Jeff Krusinski: Air Force Officer In Charge Of Preventing Sexual Assault Charged With Sexual Battery

Impact

An Air Force officer in charge of sexual assault prevention was arrested over the weekend in Arlington, Va., after being charged with sexual battery.

Lt. Col. Jeff Krusinski, 41, was the chief of the service’s Sexual Assault Prevention Response Office (SARPO) branch. Krusinski allegedly groped a woman in a parking lot early Sunday, he was arrested and held for bond in Arlington County. The Air Force has removed him of his rank and title, but they are going to have to do a little more than that if they want to stop the rampant rape culture that currently plagues its ranks. 

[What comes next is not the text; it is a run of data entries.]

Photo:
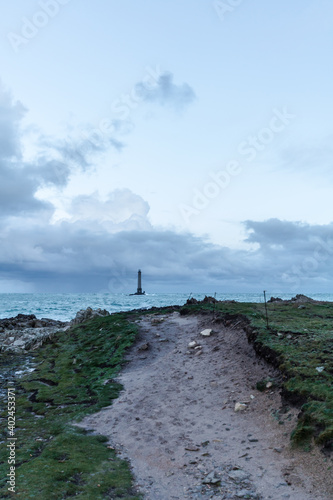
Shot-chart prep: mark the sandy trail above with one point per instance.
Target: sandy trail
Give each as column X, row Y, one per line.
column 175, row 419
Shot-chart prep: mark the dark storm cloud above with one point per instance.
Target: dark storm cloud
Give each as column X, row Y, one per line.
column 87, row 255
column 53, row 165
column 166, row 93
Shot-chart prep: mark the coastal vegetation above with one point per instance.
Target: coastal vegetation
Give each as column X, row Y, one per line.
column 299, row 342
column 73, row 376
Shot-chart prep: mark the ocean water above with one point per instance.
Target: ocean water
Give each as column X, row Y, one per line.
column 64, row 306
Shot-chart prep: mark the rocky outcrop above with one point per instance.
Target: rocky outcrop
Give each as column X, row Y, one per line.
column 301, row 299
column 25, row 332
column 89, row 313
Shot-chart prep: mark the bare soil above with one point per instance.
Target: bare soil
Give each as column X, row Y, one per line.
column 176, row 423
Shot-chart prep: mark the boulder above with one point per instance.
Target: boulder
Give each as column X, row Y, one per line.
column 89, row 313
column 207, row 332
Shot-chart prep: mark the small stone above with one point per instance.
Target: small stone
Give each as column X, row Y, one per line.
column 240, row 406
column 211, row 478
column 191, row 447
column 245, row 494
column 206, row 333
column 238, row 475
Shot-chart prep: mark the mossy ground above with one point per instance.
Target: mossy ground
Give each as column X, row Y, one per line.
column 74, row 376
column 299, row 341
column 54, row 459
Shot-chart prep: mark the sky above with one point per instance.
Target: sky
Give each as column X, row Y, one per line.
column 190, row 139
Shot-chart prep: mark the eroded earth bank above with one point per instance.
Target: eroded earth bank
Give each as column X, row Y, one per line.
column 176, row 422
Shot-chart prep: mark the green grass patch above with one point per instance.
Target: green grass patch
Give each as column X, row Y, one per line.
column 73, row 377
column 299, row 341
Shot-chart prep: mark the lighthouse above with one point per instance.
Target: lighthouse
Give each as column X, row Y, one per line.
column 139, row 289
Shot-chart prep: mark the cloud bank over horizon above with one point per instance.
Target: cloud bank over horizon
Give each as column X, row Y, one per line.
column 100, row 242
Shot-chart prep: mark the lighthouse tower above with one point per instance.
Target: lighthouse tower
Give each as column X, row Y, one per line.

Krusinski was at Freddie’s Beach Bar on Sunday. The police report says he left the bar at 12:35 a.m. which is when he apparently approached the female victim in the parking lot and groped her her breasts and buttocks. When he reached for her again, the victim successfully fought him off and alerted police. He was then arrested, charged with sexual battery, and held on $5,000 bail. Krusinski had been head of the SARPO branch for two months prior to this incident. Upon hearing of the arrest, Secretary of Defense Chuck Hagel said he was outraged and demanded swift and decisive action. A congressional leader on the issue of sexual assault in the military, Claire McCaskill (D-Mo.) Tweeted:

 

If she doesn’t sound surprised by the accusation, she shouldn’t be. As she noted in her article for PolicyMic, she’s met with the victims and she knows all too well how pervasive sexual assault within the military is.

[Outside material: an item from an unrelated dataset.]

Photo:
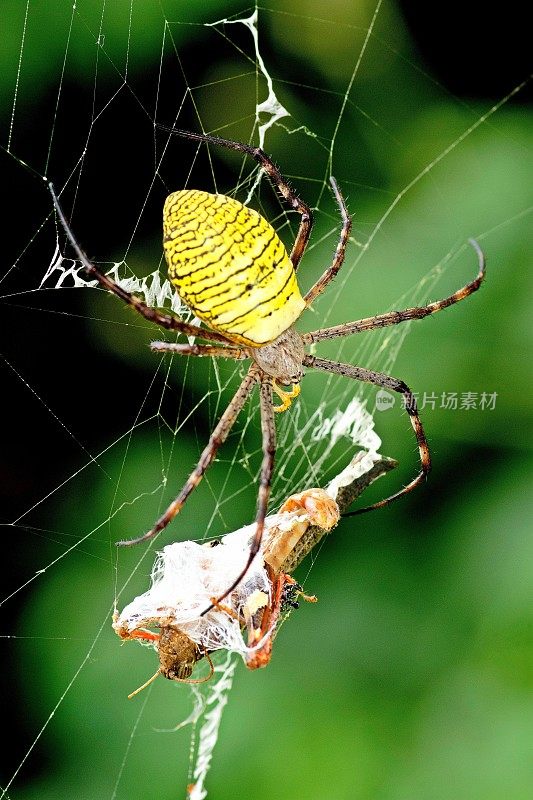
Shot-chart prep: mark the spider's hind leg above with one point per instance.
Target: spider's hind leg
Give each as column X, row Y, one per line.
column 395, row 385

Apart from stripping Lt. Col. Krusinski of his rank and title, the Air Force refused to comment any further. They should have used this moment to call attention to to the problem what exists within their rank and file, instead, they are too worried with producing the wrong kind of sound-bite. It’s one thing to tell congressional leaders that you won’t allow sexual predators and sexual violence within the ranks, it’s quite another to actually act upon that statement. It is just another way they have repeatedly failed the victims of sexual assault and abuse. 

All of this comes amid the annual report on sexual assault in the military by the Pentagon, which will be released May 7. A preview of the report shows a starling increase from FY11 to FY12. The number of people who made an anonymous claim that they were sexually assaulted but never reported the attack jumped from 19,000 to 26,000. Senator Carl Levin (D-Mich.) said Tuesday that the Pentagon report estimates that military personnel are the victims of around 70 sexual assaults per day. 

SARPO itself, the branch that Krusinski worked for, is mired with its own set of issues. The office is responsible for oversight of the Department’s sexual assault policy, but it has little overall effectiveness. That's because SARPO has no enforcement mechanism, they are only allowed to make recommendations. As a report by the Government Accountability Office points out, the failure of the military to adequately enact the sexual assault policies set forth  prevents the Department of Defense from properly addressing sexual violence. 

What all of this shows us, is that it isn’t enough to simply make the policies. What the military has essentially done here is created a shell with no framework. If you don’t have accountability, if you don’t have set guidelines and enforcement mechanisms for how these policies are supposed to be enacted than how, exactly, will they do anything to prevent sexual assault? They won't.